A notícia sobre a decisão do prefeito Alexandre Ferreira (PSDB) de instalar defensas metálicas nas margens do córrego dos Bagres foi recebida com desconfiança pelo empresário Jairo Manuel da Silveira, 48 - um dos principais defensores da obra. Ele é pai da estudante Mayellen Eduarda Silveira, morta aos 21 anos em 27 de janeiro do ano passado, após perder o controle de seu carro, quando seguia pela avenida Antônio Barbosa Filho -extensão da Hélio Palermo.
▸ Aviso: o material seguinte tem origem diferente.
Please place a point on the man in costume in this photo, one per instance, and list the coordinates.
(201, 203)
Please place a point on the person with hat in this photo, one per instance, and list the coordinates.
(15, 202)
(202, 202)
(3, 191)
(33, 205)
Jairo e sua mulher chegaram a organizar uma campanha para pedir que a Prefeitura instalasse a proteção nas margens dos córregos. “Fizemos uma pequena pressão, mas logo esfriou. Não adianta dizer que é solidário com a situação, porque só quem sofre de verdade são o pai e a mãe.”
Chovia forte no momento da tragédia. O Corolla que Mayellen dirigia rodou algumas vezes na pista até cair dentro do córrego dos Bagres. O corpo da jovem foi arrastado pela correnteza até ser encontrado, 54 horas depois, a 2,5 quilômetros do local do acidente. O laudo da autopsia apontou morte por traumatismo craniano.
“Saber que a Prefeitura irá cercar os córregos me conforta. Penso que seria uma homenagem à memória dela [Mayellen]. Mas tem que ver se vai sair, né? Enquanto não estiver instalado, eu não acredito”, disse o pai.
MORTEs EM JUNHO
Cinco meses depois da morte de Mayellen, outra tragédia matou mais uma jovem e seu avô. Desta vez, no córrego Cubatão, na avenida Alonso y Alonso. Sara Dominciano Pereira, 15, e o pedreiro Adelino Dominciano, 78, que dirigia o carro, morreram após o idoso perder o controle do veículo, quando descia a rua Marechal Deodoro, e cair no córrego cheio. Os dois estavam acompanhados de Maria de Lourdes Bruno Dominciano, 72, e Willian Dominciano Moreira, 26.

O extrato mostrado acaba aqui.